When Fox School students return to Alter Hall to begin Fall classes, they may notice someone is missing. Recessed lighting still brightens the lobby, but an electric smile no longer lights up the room—the smile’s owner being now-retired security guard Dave Covington.

To know Covington is to have experienced a warm, light-hearted greeting each day.

“Good morning!”

“Howdy do?”

“You’re going to be late for class!”

Wednesdays seemed to be Covington’s favorite day, as he would utter his iconic line, “Happy Hump Day,” to greet the masses at the week’s midway point.

Since Alter Hall opened in 2009, Covington has been its gatekeeper. He began his career at Temple University on July 17, 1977, in the bookstore. Then he worked in Speakman Hall through the 1980s.

“I worked in shipping and receiving for three years,” he said. “Some of my fondest memories there were the Christmas parties we had—after the boss left, we sang Christmas carols over the PA system.”

After a switch to a “nice, easy job” in security on December 3, 1980, Covington was in for a surprise.

“They threw me to the wolves,” he said. “My first assignment was the dorms—J&H, 1300, Peabody, and McGonigle. Finally I told them, I need help!”

Encouraged by his colleagues to enter the Temple Municipal Police Academy, Covington completed the training in 1984 as part of the “Centennial” class of officers. However, he eventually returned to TU Security and was promoted to work in Speakman Hall, the business school building before Alter Hall was built.

“I’ve met some good folks in security over the years,” he said. “We used to have annual cookouts in Fairmount Park.”

Even with his salt and pepper hair and kind expression, there have been a few people who have dared to get past Covington. As a self-described “customer service” security guard, Covington has experienced people trying to push past, sneak by, or ask to “use the bathroom.” His years of service have added up to an instinct that is rarely wrong.

“I’ve learned to trust my gut,” he said.

Covington, a diehard Philadelphia sports fan who earned a certificate in small business while working at Fox, grew up at 35th and Allegheny. As his city has changed, he has watched Temple and Fox do the same.

“It’s like an obstacle course around here,” he said. “There are so many new buildings.”

Over the years, food at Temple has been a pastime for Covington. He’ll miss gyros from Ernie’s Lunch Truck—a beloved food truck that’s tenure on campus hasn’t matched Covington’s, yet—the most. He liked his quick breakfasts of sausage, egg, and cheese in the quiet, secluded third floor PhD lab.

Retirement, for Covington, will take some getting used to. With a songlike rhythm to his voice, he spoke about what lies ahead. He’s been an early riser for the past 41 years, with a 6:30 a.m. roll call at Temple each day.

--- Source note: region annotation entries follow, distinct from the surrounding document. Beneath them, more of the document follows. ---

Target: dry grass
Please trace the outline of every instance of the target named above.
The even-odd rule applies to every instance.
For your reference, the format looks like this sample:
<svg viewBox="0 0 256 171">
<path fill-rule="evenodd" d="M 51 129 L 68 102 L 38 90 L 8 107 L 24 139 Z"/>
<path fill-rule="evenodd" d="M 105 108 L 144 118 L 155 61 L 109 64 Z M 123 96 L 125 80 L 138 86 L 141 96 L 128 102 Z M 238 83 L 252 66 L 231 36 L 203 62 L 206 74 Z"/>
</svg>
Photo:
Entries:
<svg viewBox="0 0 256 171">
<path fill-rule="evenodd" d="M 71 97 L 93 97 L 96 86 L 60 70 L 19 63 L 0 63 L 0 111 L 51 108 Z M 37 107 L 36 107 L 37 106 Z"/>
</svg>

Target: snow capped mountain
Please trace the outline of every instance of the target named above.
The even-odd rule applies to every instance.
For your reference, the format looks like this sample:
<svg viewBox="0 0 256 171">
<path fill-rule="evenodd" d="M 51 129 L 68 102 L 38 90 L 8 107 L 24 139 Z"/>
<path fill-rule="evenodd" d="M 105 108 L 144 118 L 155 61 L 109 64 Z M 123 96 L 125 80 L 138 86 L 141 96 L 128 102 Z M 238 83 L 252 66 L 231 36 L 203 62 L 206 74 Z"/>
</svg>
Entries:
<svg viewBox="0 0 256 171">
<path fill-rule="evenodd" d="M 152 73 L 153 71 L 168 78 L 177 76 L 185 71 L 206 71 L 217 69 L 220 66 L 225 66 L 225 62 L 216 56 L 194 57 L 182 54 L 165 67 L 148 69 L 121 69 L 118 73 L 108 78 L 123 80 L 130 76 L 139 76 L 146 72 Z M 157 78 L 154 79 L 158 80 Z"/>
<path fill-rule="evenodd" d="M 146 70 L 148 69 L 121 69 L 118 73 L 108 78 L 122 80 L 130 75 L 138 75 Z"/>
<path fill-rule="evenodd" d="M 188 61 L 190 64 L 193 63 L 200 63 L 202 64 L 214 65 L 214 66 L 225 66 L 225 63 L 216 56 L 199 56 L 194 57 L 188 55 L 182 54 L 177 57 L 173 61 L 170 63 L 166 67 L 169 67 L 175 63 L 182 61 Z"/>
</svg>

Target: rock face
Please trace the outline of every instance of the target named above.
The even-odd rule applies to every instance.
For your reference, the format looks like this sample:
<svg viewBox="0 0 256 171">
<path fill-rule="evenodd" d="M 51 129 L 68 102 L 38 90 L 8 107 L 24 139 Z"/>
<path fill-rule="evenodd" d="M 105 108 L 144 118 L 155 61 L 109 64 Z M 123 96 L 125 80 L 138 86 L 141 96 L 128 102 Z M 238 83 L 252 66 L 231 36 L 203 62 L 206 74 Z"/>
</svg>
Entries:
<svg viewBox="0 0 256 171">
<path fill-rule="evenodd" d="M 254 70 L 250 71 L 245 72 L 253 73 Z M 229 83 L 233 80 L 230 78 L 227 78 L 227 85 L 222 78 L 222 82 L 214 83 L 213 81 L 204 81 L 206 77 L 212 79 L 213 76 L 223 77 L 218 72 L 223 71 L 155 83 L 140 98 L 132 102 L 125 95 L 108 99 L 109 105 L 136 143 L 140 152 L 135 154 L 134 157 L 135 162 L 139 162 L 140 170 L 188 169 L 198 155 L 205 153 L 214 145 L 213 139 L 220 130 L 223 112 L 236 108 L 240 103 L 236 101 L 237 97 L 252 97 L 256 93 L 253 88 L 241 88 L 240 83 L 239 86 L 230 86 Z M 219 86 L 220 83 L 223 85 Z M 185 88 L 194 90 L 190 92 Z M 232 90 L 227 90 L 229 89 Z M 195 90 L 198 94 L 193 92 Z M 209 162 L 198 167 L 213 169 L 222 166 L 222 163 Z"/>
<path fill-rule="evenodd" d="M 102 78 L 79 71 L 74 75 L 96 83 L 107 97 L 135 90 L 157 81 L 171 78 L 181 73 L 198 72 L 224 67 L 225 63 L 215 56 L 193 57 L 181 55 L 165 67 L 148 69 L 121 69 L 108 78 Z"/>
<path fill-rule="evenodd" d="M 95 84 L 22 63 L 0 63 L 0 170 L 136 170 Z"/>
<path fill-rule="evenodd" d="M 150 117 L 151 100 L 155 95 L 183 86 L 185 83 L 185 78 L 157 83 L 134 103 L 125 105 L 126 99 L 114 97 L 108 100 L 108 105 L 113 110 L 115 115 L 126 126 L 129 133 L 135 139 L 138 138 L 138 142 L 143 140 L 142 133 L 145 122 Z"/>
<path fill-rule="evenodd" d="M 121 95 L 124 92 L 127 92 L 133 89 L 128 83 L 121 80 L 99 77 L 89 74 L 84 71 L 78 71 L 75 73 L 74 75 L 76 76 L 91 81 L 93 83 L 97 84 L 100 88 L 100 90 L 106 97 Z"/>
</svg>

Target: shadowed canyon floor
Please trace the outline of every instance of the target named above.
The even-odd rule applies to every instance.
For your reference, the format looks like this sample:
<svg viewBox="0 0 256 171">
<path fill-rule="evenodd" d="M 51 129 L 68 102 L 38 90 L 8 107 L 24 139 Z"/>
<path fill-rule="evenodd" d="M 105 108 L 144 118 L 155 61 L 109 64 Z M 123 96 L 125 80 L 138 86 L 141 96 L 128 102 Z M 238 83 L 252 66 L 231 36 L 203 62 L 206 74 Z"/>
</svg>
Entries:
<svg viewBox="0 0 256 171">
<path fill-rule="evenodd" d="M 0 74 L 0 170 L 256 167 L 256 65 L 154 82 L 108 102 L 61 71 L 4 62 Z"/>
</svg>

His morning pleasantries, doled out by the hundreds for decades, will now be shared with just one special person: his wife, Naomi, a Temple graduate.

“She’s already got a honey-do list at home in Mount Airy,” he said.

An endless stream of well-wishers had kind words of farewell for Covington on his last morning in mid-August.

“I’ll miss messing with the pizza guys that came in to deliver at the student organization events,” he said. “Temple’s been good to me—what a journey, what a journey.”